Iraq: Looking Back, Looking Forward

By U.S. Senator Russ Feingold

As posted on Daily Kos
November 15, 2005

On Veteran's Day, the President gave yet another speech trying to defend his Iraq policy. He uttered over 5800 words, but not once did he provide the American people any timeframe for our military mission in Iraq or any sense that he has a plan for bringing that mission to a successful end. Instead, he used the same platitudes and empty rhetoric that the American people have already made clear they don't buy. Rather than putting his efforts into a major media spin operation, the President should concentrate on getting our Iraq policy straight, and putting our nation's national security on track.

Earlier this year I called on the President to provide a flexible, public timetable for our military mission in Iraq, one that is tied to clear and achievable benchmarks. In August, I put forward a target date to complete the military mission there - December 31, 2006 - in an effort to break the taboo among my colleagues against even talking about a plan to complete that mission.

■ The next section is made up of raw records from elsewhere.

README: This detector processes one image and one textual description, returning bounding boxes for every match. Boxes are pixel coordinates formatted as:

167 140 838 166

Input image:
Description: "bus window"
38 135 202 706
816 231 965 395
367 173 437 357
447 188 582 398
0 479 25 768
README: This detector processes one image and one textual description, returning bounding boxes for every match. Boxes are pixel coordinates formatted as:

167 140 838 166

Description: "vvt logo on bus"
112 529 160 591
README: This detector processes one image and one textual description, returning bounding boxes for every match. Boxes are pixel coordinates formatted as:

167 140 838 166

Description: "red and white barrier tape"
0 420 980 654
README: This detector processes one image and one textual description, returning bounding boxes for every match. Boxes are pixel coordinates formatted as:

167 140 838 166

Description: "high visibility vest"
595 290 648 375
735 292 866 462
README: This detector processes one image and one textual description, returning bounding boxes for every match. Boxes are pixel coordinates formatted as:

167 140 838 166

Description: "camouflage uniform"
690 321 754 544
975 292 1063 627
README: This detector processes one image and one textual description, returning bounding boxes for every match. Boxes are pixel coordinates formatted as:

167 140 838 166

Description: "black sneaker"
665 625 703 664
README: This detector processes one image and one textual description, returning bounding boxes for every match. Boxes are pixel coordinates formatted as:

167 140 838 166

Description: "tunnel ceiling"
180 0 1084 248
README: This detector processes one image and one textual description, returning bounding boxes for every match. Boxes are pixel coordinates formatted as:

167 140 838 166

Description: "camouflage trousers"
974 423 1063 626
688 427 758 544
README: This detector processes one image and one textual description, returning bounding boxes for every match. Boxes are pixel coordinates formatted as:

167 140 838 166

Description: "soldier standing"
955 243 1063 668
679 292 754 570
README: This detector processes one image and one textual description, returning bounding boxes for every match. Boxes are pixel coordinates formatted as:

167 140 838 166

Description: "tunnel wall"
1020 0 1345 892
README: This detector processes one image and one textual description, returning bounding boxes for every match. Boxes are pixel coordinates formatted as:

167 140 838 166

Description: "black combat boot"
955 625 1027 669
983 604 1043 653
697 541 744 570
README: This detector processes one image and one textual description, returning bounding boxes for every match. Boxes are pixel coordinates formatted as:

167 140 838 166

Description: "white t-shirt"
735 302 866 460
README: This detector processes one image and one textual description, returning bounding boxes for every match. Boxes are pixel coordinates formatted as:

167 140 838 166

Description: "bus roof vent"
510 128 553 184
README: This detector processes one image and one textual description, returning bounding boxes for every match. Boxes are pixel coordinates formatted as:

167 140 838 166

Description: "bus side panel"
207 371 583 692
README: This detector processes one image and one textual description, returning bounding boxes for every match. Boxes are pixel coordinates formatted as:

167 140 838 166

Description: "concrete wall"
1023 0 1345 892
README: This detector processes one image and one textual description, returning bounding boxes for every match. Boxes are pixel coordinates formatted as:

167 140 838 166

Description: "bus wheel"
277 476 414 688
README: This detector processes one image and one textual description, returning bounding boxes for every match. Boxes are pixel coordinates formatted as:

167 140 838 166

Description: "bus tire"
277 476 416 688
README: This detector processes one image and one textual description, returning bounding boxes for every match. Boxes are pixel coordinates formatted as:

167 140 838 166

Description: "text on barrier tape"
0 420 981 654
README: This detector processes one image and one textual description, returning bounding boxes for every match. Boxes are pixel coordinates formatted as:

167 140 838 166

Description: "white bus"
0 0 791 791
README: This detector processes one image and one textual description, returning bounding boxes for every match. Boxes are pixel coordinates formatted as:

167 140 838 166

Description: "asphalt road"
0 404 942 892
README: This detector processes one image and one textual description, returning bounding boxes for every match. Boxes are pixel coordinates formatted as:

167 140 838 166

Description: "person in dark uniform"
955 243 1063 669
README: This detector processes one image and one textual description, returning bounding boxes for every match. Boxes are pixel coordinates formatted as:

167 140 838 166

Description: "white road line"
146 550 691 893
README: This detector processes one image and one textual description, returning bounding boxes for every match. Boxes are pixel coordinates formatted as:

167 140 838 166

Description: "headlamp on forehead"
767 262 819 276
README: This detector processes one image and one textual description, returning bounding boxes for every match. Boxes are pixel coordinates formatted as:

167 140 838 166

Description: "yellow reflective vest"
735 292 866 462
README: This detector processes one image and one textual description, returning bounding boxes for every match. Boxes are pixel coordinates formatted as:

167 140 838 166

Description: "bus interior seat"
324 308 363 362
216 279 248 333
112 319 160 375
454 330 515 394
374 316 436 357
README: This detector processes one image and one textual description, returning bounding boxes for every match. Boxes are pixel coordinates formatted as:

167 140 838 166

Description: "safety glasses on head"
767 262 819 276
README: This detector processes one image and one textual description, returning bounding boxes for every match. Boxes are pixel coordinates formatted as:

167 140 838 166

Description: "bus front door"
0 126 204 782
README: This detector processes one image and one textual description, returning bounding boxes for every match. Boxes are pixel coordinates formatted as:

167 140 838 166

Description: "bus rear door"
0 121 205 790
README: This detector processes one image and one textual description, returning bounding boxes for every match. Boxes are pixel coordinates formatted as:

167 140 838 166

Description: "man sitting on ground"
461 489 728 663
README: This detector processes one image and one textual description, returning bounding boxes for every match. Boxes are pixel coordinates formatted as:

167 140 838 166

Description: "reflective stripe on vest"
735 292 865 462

I am pleased that the silence has finally been broken and this week the Senate will be voting on an amendment to the Department of Defense authorization bill that, in part, calls on the President to report to Congress with a flexible timetable to finish the military mission in Iraq and bring American troops home.

While this amendment, which I drafted with several Democratic colleagues, is a pretty modest proposal, it is clear that an increasing number of elected officials are finally realizing what a majority of Americans already know - that the President's "stay the course" rhetoric isn't a strategy for success. In fact it isn't a strategy at all.

Over two and a half years since the brave men and women of our Armed Forces were sent into war in Iraq, they are still waiting for what they should have gotten at the war's onset- a clear, realistic military strategy with a flexible timetable for achieving our mission. The American people, and our troops in Iraq, have been waiting for that for far too long, and we can't afford to wait any longer.

The President insists that he didn't mislead the country into war. From my perspective, the Administration's aggressive efforts to sell the war in Iraq didn't match up with the intelligence briefings I received. I never bought the administrations shifting justifications in the lead up to war and I voted against the resolution in the Senate. However, the President's recent efforts to suggest that those who question the basis for war are undermining our troops smack of desperation. It's important to talk about how we got into this war to begin with. But what's more important now is that the President, who didn't plan effectively for war in Iraq in the first place, acknowledge and respond to the current realities and get our Iraq policy, and our national security focus, on track.

The Senate can take the first step toward an open and honest Iraq policy by voting on Tuesday to demand clarity about our military mission there. We are finally breaking the taboo against debating a plan to complete the mission and bring the troops home from Iraq. Now we can start to put our Iraq policy on course, and refocus on the pressing national security threats that the President has neglected.